Suyun maviş maviş gözleri dolmuştu. Üzgün bir şekilde babasına bakarak "Baba özür dilerim."
Suyun sesi titriyordu. Suyun amcası Hüseyin Bey, "babası kızma boncuğuma" diyerek suya sarılmıştı.
Bahattin ağa "akşam 19:00'da hepiniz çırağın düğün salonunda hazır olun. Biricik kızımın kına gecesi olacak"
Hüseyin Bey'in karısı Canan Hanım "baba biz zaten şimdiden hazırız. çok mutluyum biricik görümcem evleniyor."
Canan Hanımdan normalde kimse hoşlanmaz. Çünkü çok kötü ve sinsi bir kadındır. Birinin açığını görse Hemen gider herkese yayardı. O yüzden Canan Hanım'ın bu dedikleri kimseye inandırıcı gelmemişti.
Saatler 15:00 gösteriyordu. Su ateşlenmeye başlamıştı. Ve çok kötü öksürüyordu.
Annesi Zümrüt Hanım suyun başına gelip, "kızım prensesim iyi misin ?"

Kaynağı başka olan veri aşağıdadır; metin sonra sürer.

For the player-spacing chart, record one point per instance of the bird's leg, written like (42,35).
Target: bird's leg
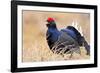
(71,55)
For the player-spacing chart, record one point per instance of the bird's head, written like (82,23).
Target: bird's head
(51,22)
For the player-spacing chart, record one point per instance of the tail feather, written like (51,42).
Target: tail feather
(87,46)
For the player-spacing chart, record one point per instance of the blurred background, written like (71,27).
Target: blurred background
(35,46)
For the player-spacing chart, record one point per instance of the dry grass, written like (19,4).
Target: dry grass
(35,46)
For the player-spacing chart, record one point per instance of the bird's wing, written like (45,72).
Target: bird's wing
(65,44)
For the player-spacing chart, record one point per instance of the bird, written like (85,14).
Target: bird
(67,40)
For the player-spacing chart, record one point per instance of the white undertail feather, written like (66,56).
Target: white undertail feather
(78,27)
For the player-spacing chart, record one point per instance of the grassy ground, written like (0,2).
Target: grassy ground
(35,46)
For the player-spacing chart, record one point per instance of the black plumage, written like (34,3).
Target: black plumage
(66,40)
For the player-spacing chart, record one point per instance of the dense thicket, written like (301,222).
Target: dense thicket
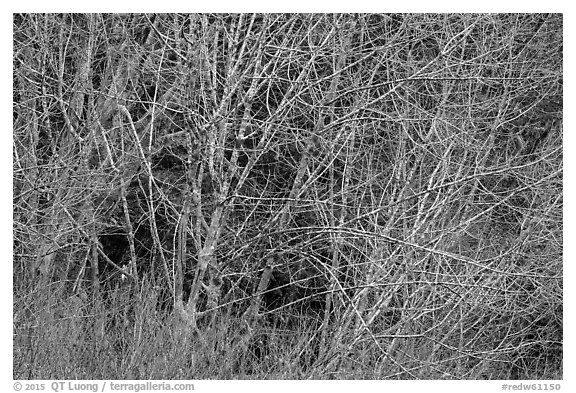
(369,196)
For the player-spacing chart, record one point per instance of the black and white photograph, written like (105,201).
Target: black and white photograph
(287,196)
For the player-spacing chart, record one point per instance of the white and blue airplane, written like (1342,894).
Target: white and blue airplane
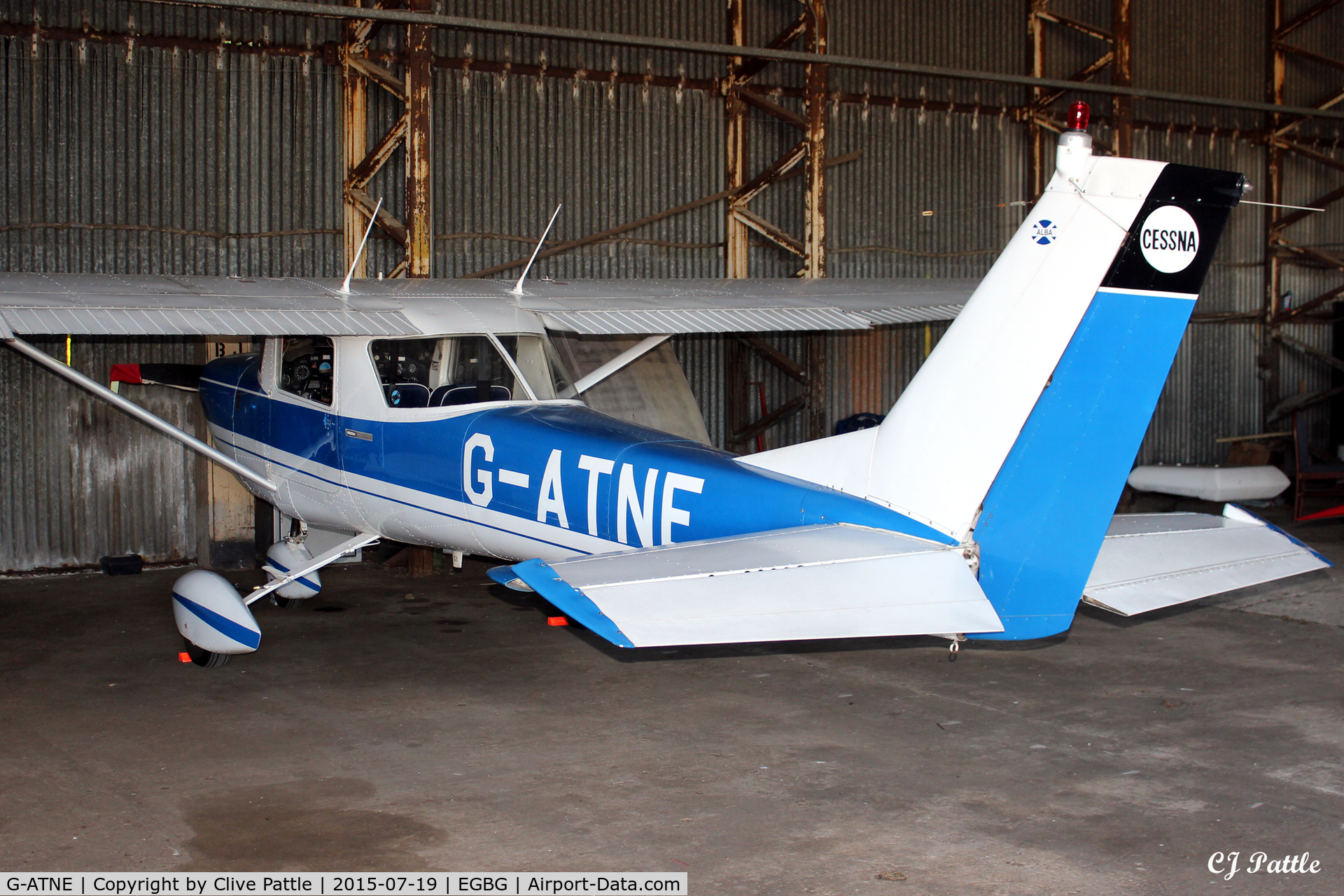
(437,413)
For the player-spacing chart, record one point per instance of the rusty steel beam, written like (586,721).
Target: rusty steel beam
(386,220)
(1312,57)
(772,108)
(641,222)
(773,172)
(1288,316)
(1306,251)
(1121,73)
(774,356)
(1092,31)
(378,156)
(1331,99)
(378,74)
(768,230)
(354,141)
(1292,218)
(1272,351)
(753,67)
(771,419)
(1307,15)
(1296,148)
(737,239)
(420,81)
(331,54)
(1037,160)
(1084,76)
(816,77)
(332,11)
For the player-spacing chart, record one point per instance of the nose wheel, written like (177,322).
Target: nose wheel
(202,657)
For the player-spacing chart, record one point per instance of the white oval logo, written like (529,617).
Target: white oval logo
(1170,239)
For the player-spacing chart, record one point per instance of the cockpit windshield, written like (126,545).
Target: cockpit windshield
(465,370)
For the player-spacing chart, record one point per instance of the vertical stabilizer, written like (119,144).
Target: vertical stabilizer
(944,442)
(1047,511)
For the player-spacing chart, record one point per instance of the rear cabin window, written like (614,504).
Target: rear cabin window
(442,371)
(307,367)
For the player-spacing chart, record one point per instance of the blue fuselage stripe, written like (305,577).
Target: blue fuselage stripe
(536,463)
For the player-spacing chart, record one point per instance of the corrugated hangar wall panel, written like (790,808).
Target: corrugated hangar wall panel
(160,162)
(141,159)
(80,480)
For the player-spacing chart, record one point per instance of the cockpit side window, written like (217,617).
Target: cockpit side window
(307,367)
(442,371)
(539,363)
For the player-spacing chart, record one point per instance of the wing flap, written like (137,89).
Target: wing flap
(1155,561)
(811,582)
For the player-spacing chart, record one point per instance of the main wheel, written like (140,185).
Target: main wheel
(204,659)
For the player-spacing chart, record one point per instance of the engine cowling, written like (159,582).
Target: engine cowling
(211,614)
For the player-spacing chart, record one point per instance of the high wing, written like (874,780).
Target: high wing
(1151,561)
(176,305)
(835,580)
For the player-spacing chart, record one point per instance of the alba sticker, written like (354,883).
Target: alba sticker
(1170,239)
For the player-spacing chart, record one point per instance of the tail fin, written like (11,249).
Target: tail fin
(1049,508)
(1022,425)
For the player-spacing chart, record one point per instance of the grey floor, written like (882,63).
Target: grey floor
(454,729)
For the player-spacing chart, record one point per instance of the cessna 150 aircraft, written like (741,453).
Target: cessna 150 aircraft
(437,413)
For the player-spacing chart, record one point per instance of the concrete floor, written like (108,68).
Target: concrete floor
(458,731)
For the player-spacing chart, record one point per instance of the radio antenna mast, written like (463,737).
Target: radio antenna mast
(518,286)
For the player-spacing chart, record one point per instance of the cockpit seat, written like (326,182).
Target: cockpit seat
(406,396)
(468,394)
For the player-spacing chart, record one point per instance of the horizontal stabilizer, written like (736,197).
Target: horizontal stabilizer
(811,582)
(1152,561)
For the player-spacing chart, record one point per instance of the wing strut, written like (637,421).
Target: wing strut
(318,564)
(139,413)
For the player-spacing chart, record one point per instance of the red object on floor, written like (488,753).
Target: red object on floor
(1329,514)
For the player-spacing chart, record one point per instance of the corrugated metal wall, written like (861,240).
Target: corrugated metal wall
(136,158)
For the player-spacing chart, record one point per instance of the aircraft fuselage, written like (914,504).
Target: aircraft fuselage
(514,480)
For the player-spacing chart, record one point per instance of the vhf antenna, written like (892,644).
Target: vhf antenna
(344,288)
(518,286)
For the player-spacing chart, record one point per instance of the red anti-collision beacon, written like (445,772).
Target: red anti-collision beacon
(1078,115)
(1073,155)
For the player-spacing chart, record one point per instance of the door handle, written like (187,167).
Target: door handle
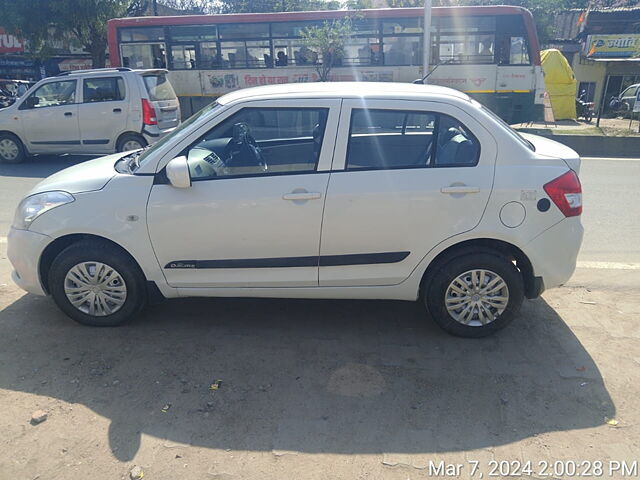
(302,196)
(459,189)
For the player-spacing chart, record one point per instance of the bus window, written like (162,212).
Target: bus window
(362,51)
(232,31)
(402,25)
(459,48)
(142,34)
(183,57)
(514,50)
(209,57)
(249,54)
(402,51)
(143,55)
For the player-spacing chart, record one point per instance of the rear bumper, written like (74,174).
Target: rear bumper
(152,133)
(553,253)
(24,249)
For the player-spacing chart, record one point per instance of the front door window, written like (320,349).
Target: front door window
(260,141)
(53,94)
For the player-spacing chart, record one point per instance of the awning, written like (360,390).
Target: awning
(614,59)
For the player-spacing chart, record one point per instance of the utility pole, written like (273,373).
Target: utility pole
(426,49)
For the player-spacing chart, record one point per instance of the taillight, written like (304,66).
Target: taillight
(148,113)
(566,193)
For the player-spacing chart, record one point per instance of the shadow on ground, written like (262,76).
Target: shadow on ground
(41,166)
(308,376)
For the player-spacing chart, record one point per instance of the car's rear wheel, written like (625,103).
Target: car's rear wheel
(131,141)
(97,284)
(11,149)
(475,294)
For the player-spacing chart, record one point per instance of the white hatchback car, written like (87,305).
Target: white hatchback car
(323,190)
(90,111)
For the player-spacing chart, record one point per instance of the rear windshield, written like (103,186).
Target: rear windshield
(158,87)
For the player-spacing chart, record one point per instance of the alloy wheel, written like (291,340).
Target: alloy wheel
(477,297)
(95,288)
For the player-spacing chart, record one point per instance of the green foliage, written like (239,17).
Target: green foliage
(38,21)
(328,41)
(30,20)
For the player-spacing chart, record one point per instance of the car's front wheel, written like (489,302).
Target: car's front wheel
(475,294)
(11,149)
(95,283)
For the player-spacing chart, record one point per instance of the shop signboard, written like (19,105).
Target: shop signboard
(10,43)
(613,46)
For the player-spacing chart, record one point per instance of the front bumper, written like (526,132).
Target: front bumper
(24,249)
(553,253)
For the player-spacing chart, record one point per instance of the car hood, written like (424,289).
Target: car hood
(85,177)
(550,148)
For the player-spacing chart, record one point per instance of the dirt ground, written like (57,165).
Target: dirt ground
(320,389)
(611,127)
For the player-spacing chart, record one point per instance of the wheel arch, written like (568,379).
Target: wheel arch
(24,145)
(532,287)
(128,132)
(53,249)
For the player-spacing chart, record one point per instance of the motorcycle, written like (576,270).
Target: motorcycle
(584,109)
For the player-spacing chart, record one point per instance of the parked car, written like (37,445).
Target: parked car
(323,190)
(89,111)
(626,100)
(11,90)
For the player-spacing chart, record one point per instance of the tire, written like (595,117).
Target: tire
(115,305)
(439,288)
(11,149)
(126,142)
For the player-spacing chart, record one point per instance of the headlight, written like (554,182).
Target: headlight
(31,207)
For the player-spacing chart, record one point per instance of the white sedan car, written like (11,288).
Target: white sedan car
(323,190)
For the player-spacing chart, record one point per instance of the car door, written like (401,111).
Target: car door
(629,97)
(103,112)
(49,118)
(406,176)
(253,214)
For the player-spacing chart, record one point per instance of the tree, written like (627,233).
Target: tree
(83,22)
(87,20)
(328,40)
(30,20)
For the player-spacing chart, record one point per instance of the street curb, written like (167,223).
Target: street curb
(600,146)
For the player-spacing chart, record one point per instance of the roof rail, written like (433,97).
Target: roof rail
(118,69)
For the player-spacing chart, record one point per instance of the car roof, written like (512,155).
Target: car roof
(110,71)
(344,90)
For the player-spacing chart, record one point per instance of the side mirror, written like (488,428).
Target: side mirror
(178,172)
(30,102)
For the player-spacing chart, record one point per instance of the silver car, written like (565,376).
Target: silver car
(89,112)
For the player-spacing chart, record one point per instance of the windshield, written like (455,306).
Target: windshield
(159,87)
(144,155)
(514,133)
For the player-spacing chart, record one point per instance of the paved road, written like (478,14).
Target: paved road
(328,389)
(611,203)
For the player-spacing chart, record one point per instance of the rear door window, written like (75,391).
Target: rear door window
(104,89)
(391,139)
(158,87)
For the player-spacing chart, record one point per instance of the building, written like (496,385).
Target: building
(603,48)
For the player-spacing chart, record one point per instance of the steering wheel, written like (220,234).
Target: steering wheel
(248,147)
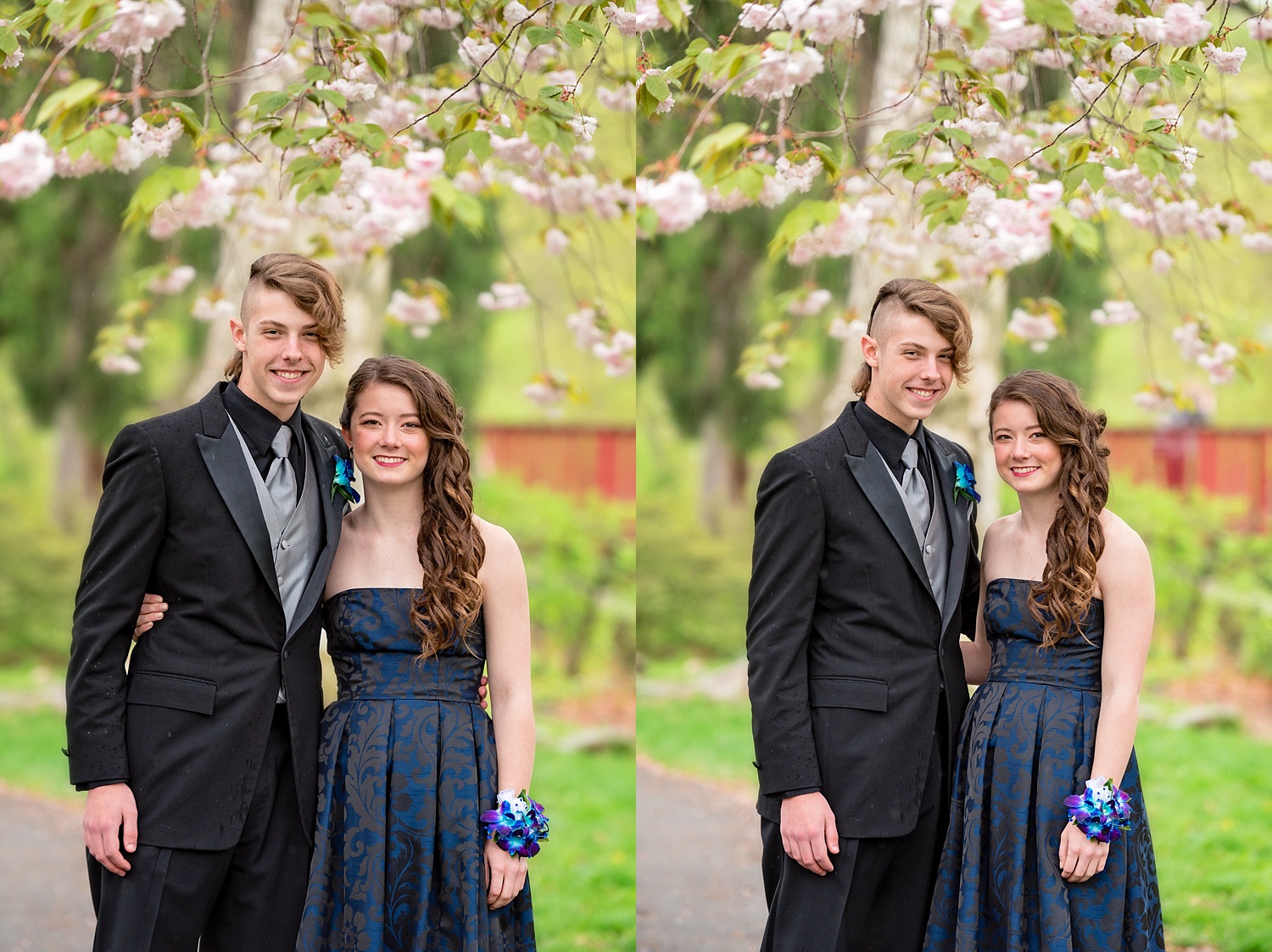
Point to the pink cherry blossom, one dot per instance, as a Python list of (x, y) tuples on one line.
[(1116, 313), (1099, 17), (25, 165), (137, 25), (173, 282), (678, 203), (504, 297), (1035, 330), (214, 312), (809, 304), (1229, 63)]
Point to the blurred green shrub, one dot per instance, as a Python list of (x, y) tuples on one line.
[(691, 586), (580, 562), (1213, 585), (38, 573)]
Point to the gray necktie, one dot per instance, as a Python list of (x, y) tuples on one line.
[(282, 479), (915, 491)]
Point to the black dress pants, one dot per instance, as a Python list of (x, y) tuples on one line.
[(879, 895), (243, 899)]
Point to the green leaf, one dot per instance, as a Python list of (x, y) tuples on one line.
[(458, 148), (656, 86), (538, 36), (592, 31), (78, 93), (284, 136), (8, 41), (188, 119), (269, 102), (155, 188), (719, 142), (1051, 13), (645, 102), (829, 158), (999, 101)]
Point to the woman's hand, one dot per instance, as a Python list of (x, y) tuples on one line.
[(1080, 858), (505, 876)]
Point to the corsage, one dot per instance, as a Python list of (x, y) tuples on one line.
[(516, 824), (1101, 811)]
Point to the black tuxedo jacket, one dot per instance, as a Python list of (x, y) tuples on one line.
[(186, 726), (847, 647)]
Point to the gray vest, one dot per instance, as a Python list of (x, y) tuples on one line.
[(295, 540), (935, 542)]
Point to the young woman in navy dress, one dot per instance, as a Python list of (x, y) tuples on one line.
[(1060, 652)]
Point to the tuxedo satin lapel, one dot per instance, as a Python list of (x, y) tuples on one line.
[(228, 467), (323, 453), (958, 516), (877, 483)]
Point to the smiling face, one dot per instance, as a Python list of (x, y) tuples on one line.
[(1027, 459), (282, 358), (387, 437), (912, 366)]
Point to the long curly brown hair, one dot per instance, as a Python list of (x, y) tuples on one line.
[(449, 544), (1075, 540)]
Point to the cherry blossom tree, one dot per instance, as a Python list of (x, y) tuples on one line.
[(338, 131), (958, 140)]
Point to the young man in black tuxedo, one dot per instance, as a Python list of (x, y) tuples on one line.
[(200, 758), (864, 575)]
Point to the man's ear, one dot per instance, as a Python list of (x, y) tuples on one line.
[(870, 351), (238, 332)]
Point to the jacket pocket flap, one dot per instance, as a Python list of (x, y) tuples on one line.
[(862, 693), (177, 692)]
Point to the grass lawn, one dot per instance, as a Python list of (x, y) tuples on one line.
[(1208, 796), (584, 881)]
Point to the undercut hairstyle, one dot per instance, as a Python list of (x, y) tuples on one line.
[(449, 543), (943, 308), (1075, 540), (310, 287)]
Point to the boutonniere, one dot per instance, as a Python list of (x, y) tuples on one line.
[(964, 483), (343, 482)]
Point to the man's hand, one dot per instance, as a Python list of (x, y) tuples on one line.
[(1080, 858), (153, 608), (505, 876), (809, 832), (106, 810)]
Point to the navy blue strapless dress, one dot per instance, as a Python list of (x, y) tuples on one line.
[(406, 768), (1027, 743)]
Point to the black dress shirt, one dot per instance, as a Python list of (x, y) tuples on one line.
[(259, 426)]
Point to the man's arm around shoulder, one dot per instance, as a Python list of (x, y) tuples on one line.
[(117, 563)]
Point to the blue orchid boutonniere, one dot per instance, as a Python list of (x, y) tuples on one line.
[(343, 479), (964, 483)]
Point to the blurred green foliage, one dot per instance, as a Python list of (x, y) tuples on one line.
[(580, 560), (692, 583)]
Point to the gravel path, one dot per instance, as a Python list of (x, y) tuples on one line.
[(697, 866), (45, 904)]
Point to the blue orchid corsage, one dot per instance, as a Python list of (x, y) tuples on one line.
[(343, 479), (516, 824), (964, 483), (1102, 811)]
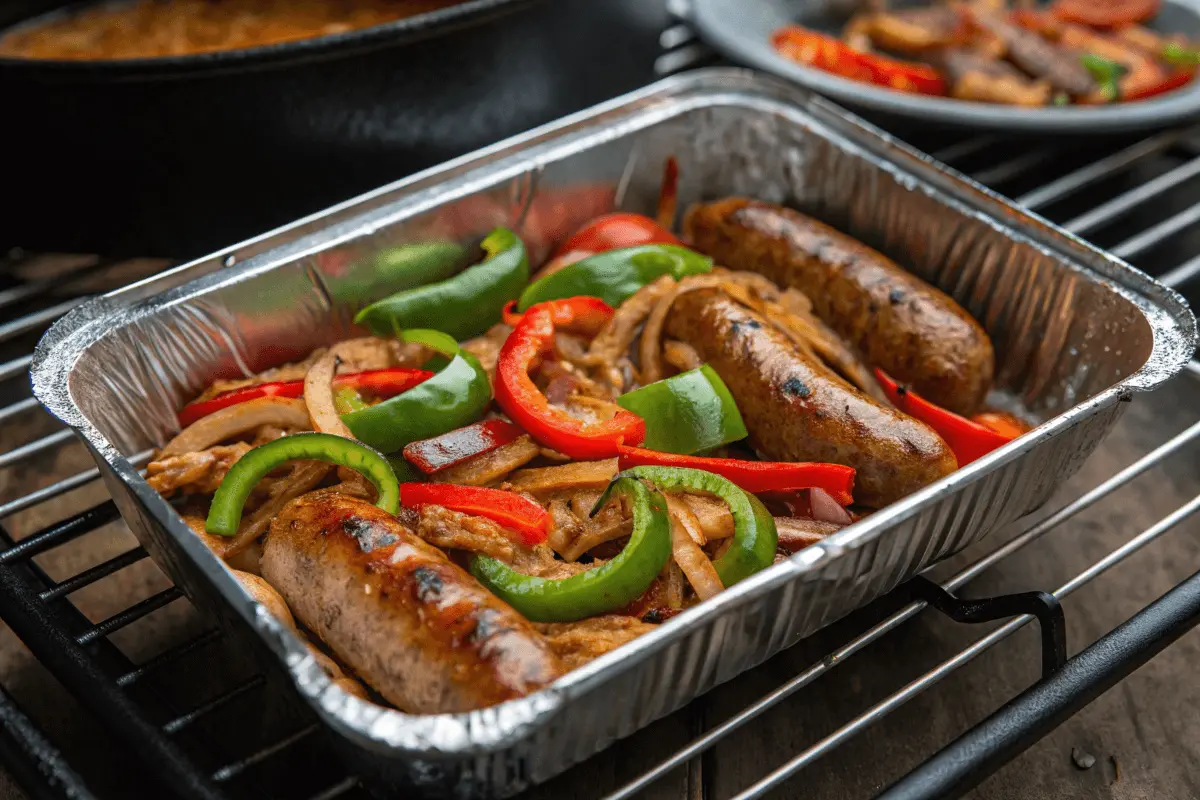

Su ateşler içinde yanıyordu. Hiç hali yoktu. tek kelime bile edemiyordu. Zümrüt Hanım suyun bu durumuna biraz endişelenmeşti. Suyun ateşini düşürmek için ağrı kesici şurup vermişti. Aradan 1 saat geçmişti. Su halen çok hastaydı. Aile hepsi tatlı bir telaş içindeydi. Bahattin Ağa'nın tek kızı burcu evleniyordu. O yüzden kimsenin birbirinden haberi yoktu.
Saatler 17:00 gösteriyordu. Suyun ateşi düşmemişti. Çok hastaydı. Rengi sapsarı olmuştu.
Suyun babası Hasan panikle suyun odasına girdi. "Ne oldu zümrüt ? suyun neyi var ?"
Zümrüt Hanım, "Hasan Su çok hasta ateşi düşmüyor. sabahtan hiç bir şey yiyip içmedi. Galiba biz burcunun kınasına gelmeyeceğiz siz gidin ben suyun başında duracağım. kızım bu haldeyken hiç bir yere gidemem."
Hasan Bey suya üzülerek baktı. "O zaman bende gitmiyorum."
Zümrüt Hanım, "olmaz öyle Hasan sen git tek kız kardeşin evleniyor. onu bu mutlu gününde yalnız bırakma. ben suyun başındayım. Bizi merak etme."
Hasan Bey, "tamam o zaman ben gidiyorum. bişey olursa ararsın hemen gelirim."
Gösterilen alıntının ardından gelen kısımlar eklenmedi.